Danke dir. Dann werde ich das mal mit Shadowplay oder einem anderen probieren


----------



## HisN (29. Mai 2017)

Action! könntest Du ausprobieren.


----------



## LuciX83 (30. Mai 2017)

Hallo.
Also ich habe mich gestern Abend noch lange damit beschäftigt. Dieses Action habe ich leider nicht gefunden. Habe es dann mit Xsplit ausprobiert, aber das schickt auch nur ein Breitbild und dann ist das Bild viel zu klein um es an sehen zu können (man erkennt nur wenig beim Video).

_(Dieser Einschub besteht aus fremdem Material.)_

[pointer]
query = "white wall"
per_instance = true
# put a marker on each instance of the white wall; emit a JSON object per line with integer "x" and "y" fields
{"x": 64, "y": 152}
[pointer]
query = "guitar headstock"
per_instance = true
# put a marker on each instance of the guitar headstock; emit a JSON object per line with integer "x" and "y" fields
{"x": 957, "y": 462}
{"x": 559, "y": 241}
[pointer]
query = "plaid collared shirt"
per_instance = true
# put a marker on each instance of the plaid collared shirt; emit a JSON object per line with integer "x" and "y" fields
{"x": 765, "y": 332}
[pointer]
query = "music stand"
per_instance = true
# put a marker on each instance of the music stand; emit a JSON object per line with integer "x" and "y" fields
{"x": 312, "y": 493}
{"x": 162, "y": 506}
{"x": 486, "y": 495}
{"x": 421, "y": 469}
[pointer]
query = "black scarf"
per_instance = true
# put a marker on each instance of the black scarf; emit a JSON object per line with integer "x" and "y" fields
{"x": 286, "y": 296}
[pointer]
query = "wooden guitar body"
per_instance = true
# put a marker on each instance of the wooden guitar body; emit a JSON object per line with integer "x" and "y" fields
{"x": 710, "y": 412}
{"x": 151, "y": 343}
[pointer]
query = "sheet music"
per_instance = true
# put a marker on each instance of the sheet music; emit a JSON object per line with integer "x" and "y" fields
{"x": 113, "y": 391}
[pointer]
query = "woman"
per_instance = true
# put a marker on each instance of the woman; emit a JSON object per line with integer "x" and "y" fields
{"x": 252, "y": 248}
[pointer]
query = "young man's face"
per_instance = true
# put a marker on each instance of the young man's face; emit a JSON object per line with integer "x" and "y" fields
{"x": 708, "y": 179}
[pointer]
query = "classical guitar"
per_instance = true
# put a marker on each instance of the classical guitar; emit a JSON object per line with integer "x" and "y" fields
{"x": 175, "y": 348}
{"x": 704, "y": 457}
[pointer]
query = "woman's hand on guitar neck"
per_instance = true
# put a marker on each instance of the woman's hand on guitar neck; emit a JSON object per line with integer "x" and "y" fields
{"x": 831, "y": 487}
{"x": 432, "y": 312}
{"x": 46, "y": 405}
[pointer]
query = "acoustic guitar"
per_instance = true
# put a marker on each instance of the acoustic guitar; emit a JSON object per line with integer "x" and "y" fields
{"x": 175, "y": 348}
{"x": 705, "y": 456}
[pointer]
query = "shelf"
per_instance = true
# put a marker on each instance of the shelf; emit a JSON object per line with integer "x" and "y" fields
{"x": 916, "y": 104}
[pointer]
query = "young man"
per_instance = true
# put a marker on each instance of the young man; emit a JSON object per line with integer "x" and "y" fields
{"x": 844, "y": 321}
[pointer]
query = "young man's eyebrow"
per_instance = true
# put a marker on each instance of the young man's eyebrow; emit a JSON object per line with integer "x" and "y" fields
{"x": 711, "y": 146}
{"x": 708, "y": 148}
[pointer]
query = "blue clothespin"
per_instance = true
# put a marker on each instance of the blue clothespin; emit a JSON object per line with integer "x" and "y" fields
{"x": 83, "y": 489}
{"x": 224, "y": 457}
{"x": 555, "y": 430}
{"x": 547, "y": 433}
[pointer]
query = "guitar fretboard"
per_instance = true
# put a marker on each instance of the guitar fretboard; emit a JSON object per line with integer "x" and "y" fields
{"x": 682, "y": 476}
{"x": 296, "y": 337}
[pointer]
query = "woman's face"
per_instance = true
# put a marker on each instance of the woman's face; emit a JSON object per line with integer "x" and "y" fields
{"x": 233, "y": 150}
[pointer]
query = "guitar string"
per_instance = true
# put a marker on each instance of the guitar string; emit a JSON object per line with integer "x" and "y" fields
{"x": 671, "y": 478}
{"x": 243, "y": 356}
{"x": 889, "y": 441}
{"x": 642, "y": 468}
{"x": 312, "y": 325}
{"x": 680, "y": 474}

Einstellen kann man bei xsplit anscheinend nur Grundsachen, wahrscheinlich wenn man die Pro Version kauft geht vielleicht mehr?
Glaube halt das das Streamen in so einer hohen Auflösung gar nicht klappt....
LG


----------



## LuciX83 (30. Mai 2017)

Aja und shadowplay macht überhaupt nix, ich schalte den Stream ein und ankommen bei Twitch tut gar nix?!?!?


----------



## HisN (30. Mai 2017)

Action! - Bildschirm- und Gameplay-Aufnahmesoftware

Gibt ne 30 Tage Trial.


----------